In his new memoir, Tony Blair says no:
One of the most ludicrous caricatures of George is that he was a dumb idiot who stumbled into the presidency. No one stumbles into that job, and the history of American presidential campaigns is littered with the corpses of those who were supposed to be brilliant but who nonetheless failed because brilliance is not enough. [...]
To succeed in US politics, of that of the UK, you have to be more than clever. You have to be able to connect and you have to be able to articulate that connection in plain language. The plainness of the language then leads people to look past the brainpower involved. Reagan was clever. Thatcher was clever. And sometimes the very plainness touches something else: a simplicity that is the product of a decisive nature.
Despite my unabashed love for jokes that make fun of President Bush's intelligence, I never thought he was a dumb man. Blair is right; genuinely stupid people don't go far in American politics, and no one just stumbles into the presidency of the United States.

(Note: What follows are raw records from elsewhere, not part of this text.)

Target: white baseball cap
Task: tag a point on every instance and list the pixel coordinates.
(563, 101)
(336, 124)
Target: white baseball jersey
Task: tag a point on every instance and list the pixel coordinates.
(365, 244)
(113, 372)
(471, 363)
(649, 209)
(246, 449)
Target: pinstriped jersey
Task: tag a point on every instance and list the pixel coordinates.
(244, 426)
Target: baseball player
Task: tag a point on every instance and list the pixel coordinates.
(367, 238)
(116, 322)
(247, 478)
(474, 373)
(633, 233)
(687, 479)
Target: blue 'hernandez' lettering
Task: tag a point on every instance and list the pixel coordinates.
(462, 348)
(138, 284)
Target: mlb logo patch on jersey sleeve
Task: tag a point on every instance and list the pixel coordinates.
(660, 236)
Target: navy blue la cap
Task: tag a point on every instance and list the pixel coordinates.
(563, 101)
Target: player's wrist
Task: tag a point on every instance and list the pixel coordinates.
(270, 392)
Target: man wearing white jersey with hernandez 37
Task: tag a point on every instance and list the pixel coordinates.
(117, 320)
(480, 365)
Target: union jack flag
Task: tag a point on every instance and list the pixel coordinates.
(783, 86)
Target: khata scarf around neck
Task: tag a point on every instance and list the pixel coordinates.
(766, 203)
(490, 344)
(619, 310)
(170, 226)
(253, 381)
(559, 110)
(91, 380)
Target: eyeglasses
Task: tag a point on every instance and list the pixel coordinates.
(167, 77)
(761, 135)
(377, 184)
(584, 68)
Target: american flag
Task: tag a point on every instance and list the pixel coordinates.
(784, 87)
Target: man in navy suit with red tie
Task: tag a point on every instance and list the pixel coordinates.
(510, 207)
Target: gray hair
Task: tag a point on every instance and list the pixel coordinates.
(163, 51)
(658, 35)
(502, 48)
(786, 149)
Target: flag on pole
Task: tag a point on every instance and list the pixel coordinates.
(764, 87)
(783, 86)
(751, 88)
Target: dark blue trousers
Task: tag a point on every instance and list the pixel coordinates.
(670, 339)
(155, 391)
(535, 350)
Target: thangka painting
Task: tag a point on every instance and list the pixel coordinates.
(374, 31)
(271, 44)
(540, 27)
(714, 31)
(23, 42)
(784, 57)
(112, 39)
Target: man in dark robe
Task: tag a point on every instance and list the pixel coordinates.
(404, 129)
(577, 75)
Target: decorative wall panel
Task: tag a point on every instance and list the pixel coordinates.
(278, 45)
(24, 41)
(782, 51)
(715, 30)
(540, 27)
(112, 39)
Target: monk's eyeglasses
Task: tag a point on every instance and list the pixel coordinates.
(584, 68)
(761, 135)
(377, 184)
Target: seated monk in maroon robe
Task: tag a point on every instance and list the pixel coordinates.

Jonathan Bernstein made this point a few months ago, but it's a good one, and worth repeating; decades from now, when the history of the Bush administration has been written, we'll find that George W. Bush suffered from passivity, indifference and incompetence, not stupidity or ignorance. As Bernstein notes, the president's main job is to avoid policy disasters, since policy disasters for the nation are political disasters for the president, and capable presidents are most skilled at avoiding political disasters. Yes, Bush was regularly criticized for his politicized White House, but when it comes down to it, he lacked the political skills it takes to successfully manage the presidency. Bush failed for other reasons too, but a big part of it was that he simply wasn't a very good politician.